The Portal is designed for project leads to have a central organization point for multiple projects, to ease operations and focus on SLA’s. Through traditional methods, penetration testing reporting is delivered via emails or slack channels, which can get lost, or be put in the hands of the wrong person.
Through Portal, you can now manage and track admins, view your security posture, identify the severity of your unresolved issues with a quick glance, quickly download your most recent reports & certificates, and more. See the demo of Portal
here.
“My CEO/CFO is not sure why we should spend money on a penetration test.”
Good question. There are a few reasons why penetration tests add value to your business beyond compliance and security. At its core, penetration testing is a business decision, not just a security decision. Cyber crime cost businesses in the United States more than
$3.5 billion in internet-related cyber crimes and damages according to a 2019 Federal Bureau of Investigation (FBI) report. More than ever, security is a critical facet of company success— and survival. The average vulnerability and breach pose a huge problem for C-level teams seeking to differentiate their products and services from today’s competition. If you are a B2B company, penetration test is something you can’t avoid to afford. Penetration testing, and secure applications is the biggest piece of evidence to your clients that you take their security seriously. Secure data via penetration testing provides a combination of satisfied customers, less costs, higher availability, data protection and zero reputation hits due to lack of security. If a vulnerability or exposure is detected in your application, in many geographical locations, you must disclose these vulnerabilities, which can have substantial impact on your businesses reputation and customer satisfaction.
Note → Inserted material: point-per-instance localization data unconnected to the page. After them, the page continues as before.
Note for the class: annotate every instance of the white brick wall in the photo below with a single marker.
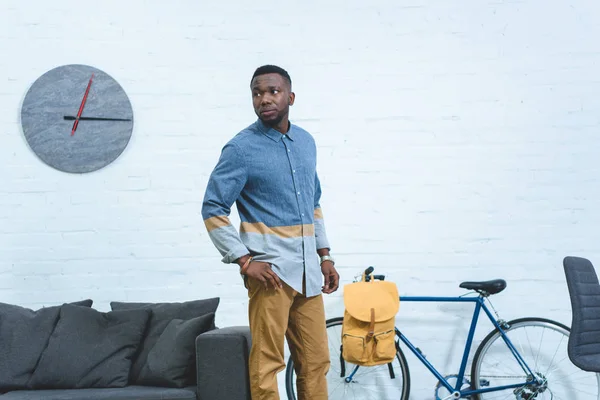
(456, 142)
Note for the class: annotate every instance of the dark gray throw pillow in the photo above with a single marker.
(90, 349)
(172, 360)
(162, 315)
(24, 334)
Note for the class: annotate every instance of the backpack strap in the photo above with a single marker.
(372, 325)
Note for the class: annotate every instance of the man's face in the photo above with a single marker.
(271, 97)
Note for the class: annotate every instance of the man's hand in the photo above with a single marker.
(332, 278)
(262, 272)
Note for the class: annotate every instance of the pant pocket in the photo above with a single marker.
(385, 346)
(354, 349)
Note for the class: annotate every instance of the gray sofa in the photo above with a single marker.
(136, 351)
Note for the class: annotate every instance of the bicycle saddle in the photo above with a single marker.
(489, 287)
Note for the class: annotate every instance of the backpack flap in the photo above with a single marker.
(362, 297)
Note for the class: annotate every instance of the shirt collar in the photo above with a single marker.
(274, 134)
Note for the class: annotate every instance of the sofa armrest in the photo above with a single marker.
(222, 364)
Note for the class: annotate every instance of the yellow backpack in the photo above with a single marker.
(368, 329)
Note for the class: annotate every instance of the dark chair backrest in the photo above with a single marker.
(584, 290)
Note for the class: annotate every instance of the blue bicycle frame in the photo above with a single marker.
(479, 305)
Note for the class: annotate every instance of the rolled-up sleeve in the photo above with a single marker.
(224, 186)
(320, 232)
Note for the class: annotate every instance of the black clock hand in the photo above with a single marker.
(71, 118)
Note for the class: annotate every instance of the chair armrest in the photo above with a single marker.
(222, 364)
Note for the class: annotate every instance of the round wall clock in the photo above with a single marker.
(77, 118)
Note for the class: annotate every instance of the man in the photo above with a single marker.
(269, 171)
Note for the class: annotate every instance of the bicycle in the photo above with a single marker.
(529, 377)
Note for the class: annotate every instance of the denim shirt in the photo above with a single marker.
(272, 179)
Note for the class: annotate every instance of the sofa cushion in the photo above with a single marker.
(24, 334)
(126, 393)
(172, 360)
(162, 315)
(90, 349)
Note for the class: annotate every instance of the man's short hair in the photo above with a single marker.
(271, 69)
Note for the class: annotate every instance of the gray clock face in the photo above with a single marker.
(49, 117)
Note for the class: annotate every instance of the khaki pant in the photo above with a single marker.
(275, 314)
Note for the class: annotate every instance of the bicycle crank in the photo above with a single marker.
(442, 393)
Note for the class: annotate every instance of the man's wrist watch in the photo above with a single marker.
(327, 258)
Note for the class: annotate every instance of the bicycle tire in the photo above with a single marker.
(337, 322)
(540, 393)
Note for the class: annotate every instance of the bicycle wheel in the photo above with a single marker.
(543, 345)
(381, 382)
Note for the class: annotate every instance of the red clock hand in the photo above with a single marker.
(87, 90)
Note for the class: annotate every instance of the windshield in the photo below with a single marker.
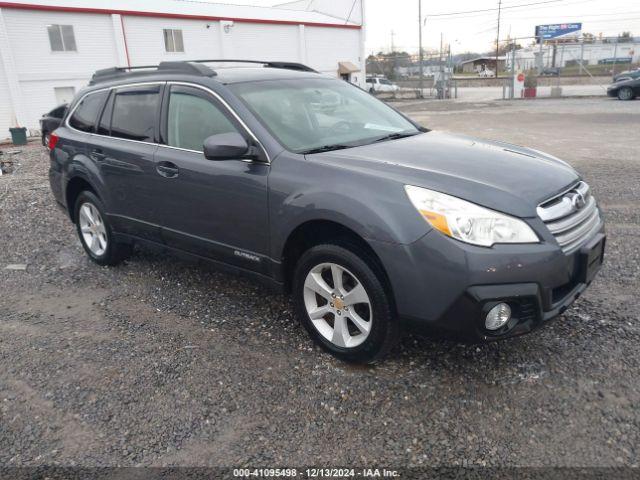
(305, 115)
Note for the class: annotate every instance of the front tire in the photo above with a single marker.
(626, 93)
(341, 300)
(95, 233)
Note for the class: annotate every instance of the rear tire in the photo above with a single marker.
(626, 93)
(352, 317)
(95, 232)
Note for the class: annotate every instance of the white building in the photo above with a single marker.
(50, 48)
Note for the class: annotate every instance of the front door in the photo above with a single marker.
(216, 209)
(123, 147)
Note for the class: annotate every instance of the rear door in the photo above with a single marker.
(216, 209)
(123, 147)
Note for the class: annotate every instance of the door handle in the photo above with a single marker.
(167, 169)
(98, 155)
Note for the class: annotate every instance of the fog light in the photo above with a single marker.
(498, 317)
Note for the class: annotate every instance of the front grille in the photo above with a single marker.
(571, 217)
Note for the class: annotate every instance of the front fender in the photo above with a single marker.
(373, 207)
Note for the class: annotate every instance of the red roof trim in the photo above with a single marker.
(54, 8)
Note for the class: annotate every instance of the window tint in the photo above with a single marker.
(192, 117)
(173, 40)
(84, 117)
(62, 38)
(134, 113)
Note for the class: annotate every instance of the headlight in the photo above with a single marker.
(467, 221)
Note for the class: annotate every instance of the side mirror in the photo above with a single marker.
(226, 146)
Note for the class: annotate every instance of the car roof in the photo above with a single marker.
(253, 74)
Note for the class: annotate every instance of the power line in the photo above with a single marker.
(492, 9)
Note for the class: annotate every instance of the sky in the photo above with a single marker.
(477, 31)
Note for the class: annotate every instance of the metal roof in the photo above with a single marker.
(189, 9)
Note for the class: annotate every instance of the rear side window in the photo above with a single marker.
(58, 112)
(86, 114)
(192, 117)
(135, 111)
(104, 126)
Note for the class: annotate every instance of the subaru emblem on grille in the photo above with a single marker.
(578, 201)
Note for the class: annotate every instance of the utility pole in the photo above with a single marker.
(498, 38)
(420, 54)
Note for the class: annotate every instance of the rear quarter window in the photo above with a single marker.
(135, 113)
(85, 115)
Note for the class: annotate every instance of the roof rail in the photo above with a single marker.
(114, 73)
(269, 64)
(190, 67)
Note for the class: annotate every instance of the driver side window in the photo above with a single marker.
(192, 117)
Integrating security practices is a healthy step to growing your business in the right direction.
See here for more information on why security matters.
“I think this would be good for my business but I don’t think it is something I can afford right now.”
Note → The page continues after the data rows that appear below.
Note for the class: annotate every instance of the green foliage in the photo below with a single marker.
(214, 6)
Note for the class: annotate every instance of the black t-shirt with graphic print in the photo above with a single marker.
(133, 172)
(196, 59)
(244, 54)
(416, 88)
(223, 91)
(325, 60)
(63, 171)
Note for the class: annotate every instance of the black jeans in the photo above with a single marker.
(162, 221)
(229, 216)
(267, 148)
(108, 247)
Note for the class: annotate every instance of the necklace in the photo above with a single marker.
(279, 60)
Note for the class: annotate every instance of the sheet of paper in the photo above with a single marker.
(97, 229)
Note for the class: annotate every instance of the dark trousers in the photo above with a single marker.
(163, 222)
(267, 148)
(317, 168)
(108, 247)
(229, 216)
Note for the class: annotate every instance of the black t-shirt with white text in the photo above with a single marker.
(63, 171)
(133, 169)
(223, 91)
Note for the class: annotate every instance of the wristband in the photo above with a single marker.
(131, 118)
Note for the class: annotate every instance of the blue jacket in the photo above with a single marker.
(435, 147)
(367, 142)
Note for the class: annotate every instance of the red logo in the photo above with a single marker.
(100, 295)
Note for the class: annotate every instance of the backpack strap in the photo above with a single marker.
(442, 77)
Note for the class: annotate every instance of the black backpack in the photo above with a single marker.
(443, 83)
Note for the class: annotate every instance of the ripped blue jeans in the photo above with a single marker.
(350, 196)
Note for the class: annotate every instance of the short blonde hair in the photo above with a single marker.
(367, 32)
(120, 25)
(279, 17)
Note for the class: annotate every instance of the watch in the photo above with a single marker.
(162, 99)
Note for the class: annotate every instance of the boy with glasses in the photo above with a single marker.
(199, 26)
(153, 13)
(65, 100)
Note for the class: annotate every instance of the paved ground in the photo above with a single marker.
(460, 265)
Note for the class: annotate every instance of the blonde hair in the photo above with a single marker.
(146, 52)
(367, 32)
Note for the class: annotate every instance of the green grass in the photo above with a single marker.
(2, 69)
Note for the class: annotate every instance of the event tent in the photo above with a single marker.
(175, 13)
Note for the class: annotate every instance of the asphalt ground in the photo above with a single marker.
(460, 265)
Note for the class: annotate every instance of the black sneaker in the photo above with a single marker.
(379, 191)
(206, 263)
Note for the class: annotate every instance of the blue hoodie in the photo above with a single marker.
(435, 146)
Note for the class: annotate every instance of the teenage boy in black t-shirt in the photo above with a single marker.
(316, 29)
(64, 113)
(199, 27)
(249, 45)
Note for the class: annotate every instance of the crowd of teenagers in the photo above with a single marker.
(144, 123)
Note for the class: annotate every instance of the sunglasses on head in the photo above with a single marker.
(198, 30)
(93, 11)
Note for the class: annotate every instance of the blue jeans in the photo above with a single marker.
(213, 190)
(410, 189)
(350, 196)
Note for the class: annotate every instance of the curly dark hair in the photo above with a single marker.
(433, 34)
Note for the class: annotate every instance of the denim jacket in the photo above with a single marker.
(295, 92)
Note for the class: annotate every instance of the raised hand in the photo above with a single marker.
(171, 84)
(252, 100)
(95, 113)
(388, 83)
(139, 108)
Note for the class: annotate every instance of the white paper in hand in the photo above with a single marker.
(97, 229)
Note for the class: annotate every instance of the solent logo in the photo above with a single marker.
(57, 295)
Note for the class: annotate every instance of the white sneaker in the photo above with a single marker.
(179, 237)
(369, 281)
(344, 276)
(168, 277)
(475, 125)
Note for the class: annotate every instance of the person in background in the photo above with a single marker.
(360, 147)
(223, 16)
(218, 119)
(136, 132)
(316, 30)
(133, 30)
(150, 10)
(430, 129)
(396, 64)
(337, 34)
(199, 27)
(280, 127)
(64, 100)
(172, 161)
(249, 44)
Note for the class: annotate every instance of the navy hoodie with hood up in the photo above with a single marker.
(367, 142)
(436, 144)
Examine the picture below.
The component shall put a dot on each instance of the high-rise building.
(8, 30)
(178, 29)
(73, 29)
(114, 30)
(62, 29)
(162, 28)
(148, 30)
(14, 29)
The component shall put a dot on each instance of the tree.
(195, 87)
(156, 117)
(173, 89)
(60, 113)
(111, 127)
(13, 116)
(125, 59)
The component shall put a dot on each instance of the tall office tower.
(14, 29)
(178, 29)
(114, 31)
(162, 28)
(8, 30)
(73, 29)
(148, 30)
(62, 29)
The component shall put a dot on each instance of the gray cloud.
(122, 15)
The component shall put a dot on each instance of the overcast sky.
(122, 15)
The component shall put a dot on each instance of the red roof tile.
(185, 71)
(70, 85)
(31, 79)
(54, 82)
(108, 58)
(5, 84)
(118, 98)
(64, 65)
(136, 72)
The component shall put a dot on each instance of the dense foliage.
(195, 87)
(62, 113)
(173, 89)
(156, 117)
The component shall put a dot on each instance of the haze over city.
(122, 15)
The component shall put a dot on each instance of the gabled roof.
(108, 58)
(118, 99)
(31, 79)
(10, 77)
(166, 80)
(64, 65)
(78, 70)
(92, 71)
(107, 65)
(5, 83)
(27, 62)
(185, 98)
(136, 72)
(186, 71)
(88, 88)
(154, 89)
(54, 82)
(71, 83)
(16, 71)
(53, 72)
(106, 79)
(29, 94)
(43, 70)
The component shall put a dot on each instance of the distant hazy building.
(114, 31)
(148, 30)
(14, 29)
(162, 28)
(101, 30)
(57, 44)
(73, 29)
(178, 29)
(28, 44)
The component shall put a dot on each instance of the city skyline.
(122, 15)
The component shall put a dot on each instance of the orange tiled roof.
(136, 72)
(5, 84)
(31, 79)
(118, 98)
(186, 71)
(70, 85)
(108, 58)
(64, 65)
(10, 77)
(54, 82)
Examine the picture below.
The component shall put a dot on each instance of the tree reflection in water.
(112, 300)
Totally understandable. There are a variety of factors that go into price. You may be early in your organization's development or your security budget is smaller due to uncertain economic conditions. Software Secured offers a variety of services, at a myriad of prices. Just because your security budget is not at enterprise levels, doesn’t mean you can’t have enterprise security. Contact us below to chat with our team to find a solution that fits your business. Security can be practiced in your organization in a variety of ways, and it doesn't always have to be expensive. If penetration testing isn't something you can afford in your security budget now, you should still consider practicing other easily integratabtle security practices. By integrating these practices, it's easier to earn compliance and grow your app in the future. Want to see how? Download the CTO playbook
here.
“I can get a cheaper penetration test elsewhere.”
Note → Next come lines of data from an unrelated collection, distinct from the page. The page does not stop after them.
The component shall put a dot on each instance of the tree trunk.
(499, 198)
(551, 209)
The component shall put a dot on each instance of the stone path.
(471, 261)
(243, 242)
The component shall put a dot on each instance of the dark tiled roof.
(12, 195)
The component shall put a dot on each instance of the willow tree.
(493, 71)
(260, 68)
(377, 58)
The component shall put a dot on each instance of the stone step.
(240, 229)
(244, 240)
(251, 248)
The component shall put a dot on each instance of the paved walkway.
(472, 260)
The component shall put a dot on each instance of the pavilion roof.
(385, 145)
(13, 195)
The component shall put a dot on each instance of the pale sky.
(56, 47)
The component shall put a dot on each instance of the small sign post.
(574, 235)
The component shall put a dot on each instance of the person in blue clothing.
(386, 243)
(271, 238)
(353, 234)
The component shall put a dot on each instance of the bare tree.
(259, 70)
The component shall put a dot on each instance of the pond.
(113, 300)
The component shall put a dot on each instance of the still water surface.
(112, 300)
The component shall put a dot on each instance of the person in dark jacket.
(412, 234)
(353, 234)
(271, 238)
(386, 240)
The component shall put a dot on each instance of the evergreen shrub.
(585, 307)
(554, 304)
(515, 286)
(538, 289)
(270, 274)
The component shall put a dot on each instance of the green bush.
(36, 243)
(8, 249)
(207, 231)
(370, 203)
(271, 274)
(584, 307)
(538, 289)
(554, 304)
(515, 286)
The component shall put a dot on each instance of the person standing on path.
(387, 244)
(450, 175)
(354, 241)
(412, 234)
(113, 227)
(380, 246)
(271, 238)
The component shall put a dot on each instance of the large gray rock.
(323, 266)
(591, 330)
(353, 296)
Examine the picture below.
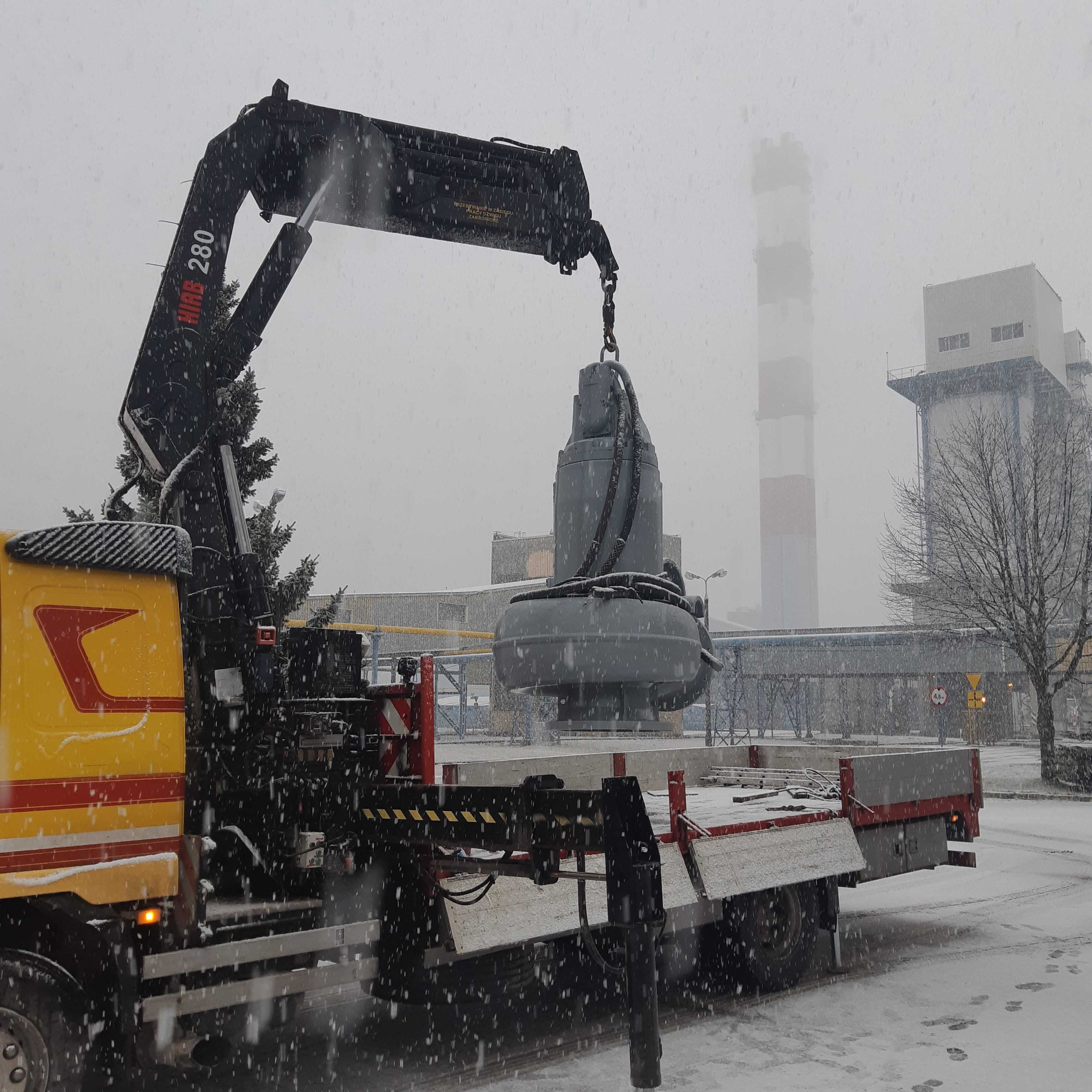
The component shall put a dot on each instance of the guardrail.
(905, 373)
This is true. There are a variety of penetration testing companies that offer penetration testing cheaper than Software Secured. The problem is, many pentesting providers on the market offer automated, mimic open-source scanners, and don’t often take the extra steps to really understand your application. Software Secured’s main priority is quality in security. Our team of experienced ethical hackers dedicate a copious amount of time to understanding your application logic through threat modeling, performing reconnaissance, manually testing deep layers of your application, and reporting detailed findings (with steps to duplicate & remediate so that you’re sure there’s no false positives). If price is your main focus, we might not be for your organization. If you are focused on quality and customer support through the pentest & post-test processes – we are the company for you.
"I want to take care of the low-hanging fruit before getting a penetration test."
There should be no need to pre-patch vulnerabilities for a pentest to appear more secure on your pentest. The point of a pentest is to mimic a real-life attack on your system based on the actual security procedures and systems that you practice day-to-day.